‘In Dreams Begin Responsibilities’ by Delmore Schwartz

Young Adulthood…

I woke up into the bleak winter morning of my 21st birthday…

Delmore Schwartz’s most famous short story (apparently written over a single weekend by the similarly aged Schwartz) is the retelling of a dream the unnamed narrator has on the eve of his twenty-first birthday. In this dream the narrator is seated in a cinema audience, watching an old black and white film of the courtship of his own young, not-yet-married parents. He sees his father arriving at his mother’s family home to take her out on a date, and watches his grandfather (his mother’s father) disapprovingly observe his would-be-son-in-law.

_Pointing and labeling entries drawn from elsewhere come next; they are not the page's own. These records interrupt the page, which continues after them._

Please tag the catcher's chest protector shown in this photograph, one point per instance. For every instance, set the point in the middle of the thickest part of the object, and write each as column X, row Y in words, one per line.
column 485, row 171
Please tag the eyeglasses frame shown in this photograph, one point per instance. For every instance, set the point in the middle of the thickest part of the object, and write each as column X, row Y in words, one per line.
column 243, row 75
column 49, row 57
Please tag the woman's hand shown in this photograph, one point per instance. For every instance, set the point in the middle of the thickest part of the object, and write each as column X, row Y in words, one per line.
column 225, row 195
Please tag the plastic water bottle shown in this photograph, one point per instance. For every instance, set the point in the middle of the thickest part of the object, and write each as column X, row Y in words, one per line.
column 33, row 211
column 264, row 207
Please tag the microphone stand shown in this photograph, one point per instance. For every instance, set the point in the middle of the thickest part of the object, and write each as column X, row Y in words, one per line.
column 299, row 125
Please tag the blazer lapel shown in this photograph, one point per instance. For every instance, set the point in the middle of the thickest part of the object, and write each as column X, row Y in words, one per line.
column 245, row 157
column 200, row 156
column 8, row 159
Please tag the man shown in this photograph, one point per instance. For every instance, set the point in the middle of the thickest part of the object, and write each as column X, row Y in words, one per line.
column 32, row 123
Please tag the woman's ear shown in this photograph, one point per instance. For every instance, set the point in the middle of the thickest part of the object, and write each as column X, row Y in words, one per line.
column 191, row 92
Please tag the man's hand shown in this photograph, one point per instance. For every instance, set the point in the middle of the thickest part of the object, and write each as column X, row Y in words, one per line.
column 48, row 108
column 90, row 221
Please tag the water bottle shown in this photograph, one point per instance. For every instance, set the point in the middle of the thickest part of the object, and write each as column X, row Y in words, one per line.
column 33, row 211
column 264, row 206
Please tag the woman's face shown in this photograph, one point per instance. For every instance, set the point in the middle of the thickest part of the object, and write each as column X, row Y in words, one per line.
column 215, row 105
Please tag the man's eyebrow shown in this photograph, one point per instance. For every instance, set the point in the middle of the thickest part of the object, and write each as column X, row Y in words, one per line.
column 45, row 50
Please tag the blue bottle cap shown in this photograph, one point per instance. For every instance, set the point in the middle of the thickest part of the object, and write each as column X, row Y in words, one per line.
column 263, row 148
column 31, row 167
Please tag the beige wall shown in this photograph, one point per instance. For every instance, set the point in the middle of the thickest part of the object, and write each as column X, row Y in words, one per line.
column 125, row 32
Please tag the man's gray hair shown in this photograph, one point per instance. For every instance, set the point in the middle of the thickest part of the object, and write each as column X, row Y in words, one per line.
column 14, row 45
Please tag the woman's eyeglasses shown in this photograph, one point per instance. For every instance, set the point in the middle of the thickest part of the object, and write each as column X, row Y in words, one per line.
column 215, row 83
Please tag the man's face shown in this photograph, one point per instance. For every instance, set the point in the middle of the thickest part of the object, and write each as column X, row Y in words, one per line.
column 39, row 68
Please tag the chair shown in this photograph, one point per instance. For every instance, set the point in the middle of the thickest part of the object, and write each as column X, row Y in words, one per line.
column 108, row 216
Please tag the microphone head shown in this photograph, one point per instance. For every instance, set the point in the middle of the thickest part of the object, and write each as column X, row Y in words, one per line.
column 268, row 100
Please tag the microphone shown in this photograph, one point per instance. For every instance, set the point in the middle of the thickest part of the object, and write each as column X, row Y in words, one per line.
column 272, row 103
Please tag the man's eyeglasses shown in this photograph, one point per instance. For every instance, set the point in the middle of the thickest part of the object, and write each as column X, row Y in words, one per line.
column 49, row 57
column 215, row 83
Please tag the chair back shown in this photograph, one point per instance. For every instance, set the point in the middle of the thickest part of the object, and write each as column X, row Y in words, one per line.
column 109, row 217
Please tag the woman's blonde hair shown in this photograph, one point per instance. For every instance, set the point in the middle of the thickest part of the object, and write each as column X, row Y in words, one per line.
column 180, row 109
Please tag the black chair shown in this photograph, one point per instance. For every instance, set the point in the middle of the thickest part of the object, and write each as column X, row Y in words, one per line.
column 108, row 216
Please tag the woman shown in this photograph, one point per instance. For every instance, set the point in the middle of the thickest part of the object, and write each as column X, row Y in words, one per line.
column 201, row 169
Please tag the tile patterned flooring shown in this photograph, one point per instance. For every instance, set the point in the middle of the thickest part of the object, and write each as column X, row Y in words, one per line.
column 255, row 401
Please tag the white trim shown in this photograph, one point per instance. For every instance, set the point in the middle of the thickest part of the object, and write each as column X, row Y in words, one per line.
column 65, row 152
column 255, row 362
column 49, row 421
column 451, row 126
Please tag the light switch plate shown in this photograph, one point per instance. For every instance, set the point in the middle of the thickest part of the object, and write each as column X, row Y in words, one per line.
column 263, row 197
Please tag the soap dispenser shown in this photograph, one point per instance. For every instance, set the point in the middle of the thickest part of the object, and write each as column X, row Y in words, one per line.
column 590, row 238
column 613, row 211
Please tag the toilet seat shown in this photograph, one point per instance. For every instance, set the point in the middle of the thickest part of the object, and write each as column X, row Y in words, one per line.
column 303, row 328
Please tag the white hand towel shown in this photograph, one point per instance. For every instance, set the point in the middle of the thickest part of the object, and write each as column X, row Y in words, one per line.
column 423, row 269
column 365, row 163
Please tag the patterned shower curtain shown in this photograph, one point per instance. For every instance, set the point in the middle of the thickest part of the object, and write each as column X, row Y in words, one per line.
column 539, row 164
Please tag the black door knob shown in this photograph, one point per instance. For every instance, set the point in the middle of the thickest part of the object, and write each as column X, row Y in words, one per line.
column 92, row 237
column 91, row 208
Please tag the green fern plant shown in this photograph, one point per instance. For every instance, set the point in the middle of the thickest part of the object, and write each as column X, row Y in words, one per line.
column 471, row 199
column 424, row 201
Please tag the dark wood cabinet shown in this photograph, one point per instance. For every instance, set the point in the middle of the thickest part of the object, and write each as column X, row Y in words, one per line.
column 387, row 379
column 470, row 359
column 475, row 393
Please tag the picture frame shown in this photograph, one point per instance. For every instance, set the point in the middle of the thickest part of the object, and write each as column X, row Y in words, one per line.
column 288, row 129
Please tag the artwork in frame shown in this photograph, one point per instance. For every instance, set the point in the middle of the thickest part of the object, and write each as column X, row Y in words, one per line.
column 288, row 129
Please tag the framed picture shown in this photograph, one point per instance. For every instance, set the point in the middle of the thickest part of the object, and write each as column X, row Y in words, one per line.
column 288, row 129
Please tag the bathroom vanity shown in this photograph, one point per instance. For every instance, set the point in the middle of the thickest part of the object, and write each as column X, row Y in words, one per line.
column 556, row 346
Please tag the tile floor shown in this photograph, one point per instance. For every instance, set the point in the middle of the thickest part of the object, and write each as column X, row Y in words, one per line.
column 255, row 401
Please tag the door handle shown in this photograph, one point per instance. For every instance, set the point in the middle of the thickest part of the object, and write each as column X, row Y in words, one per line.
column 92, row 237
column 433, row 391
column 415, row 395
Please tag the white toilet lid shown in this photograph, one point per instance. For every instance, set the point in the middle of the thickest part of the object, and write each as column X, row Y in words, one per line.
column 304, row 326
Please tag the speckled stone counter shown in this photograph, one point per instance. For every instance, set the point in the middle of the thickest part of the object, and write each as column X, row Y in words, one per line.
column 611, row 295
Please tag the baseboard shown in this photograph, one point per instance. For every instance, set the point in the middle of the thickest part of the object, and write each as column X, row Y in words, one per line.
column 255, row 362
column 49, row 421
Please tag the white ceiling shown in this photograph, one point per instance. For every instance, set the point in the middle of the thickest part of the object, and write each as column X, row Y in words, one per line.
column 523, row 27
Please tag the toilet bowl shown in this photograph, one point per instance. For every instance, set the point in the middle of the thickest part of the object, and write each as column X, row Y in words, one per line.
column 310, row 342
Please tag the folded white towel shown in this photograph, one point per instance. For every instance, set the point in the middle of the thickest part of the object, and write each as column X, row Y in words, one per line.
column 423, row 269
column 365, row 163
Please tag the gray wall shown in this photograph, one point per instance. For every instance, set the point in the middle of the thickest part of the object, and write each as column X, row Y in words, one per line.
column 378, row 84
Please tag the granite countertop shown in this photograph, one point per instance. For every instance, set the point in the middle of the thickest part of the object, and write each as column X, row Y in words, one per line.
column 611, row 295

The narrator muses that his grandfather is perhaps worried that “my father would not make a good husband for his oldest daughter,” and just at that moment the film breaks down.

It quickly resumes, and the couple depart for their date at Coney Island. And yet the sense lingers that the grandfather, through an unguarded comment or question, could have put a stop to everything right there; but, by holding his peace, has allowed the union to continue, and all that follows. Meanwhile, the twenty-one-year-old result of this union continues to watch his parents on their date, all the time horribly aware of their flaws and insecurities. At one point he even stands up to shout at the screen: “Don’t do it. It’s not too late to change your minds, both of you. Nothing good will come of it, only remorse, hatred, scandal, and two children whose characters are monstrous.”

It’s Larkin’s ‘This Be The Verse’ meets the Back to the Future – shot through with a healthy does of Jewish intelligentsia circa 1930s New York.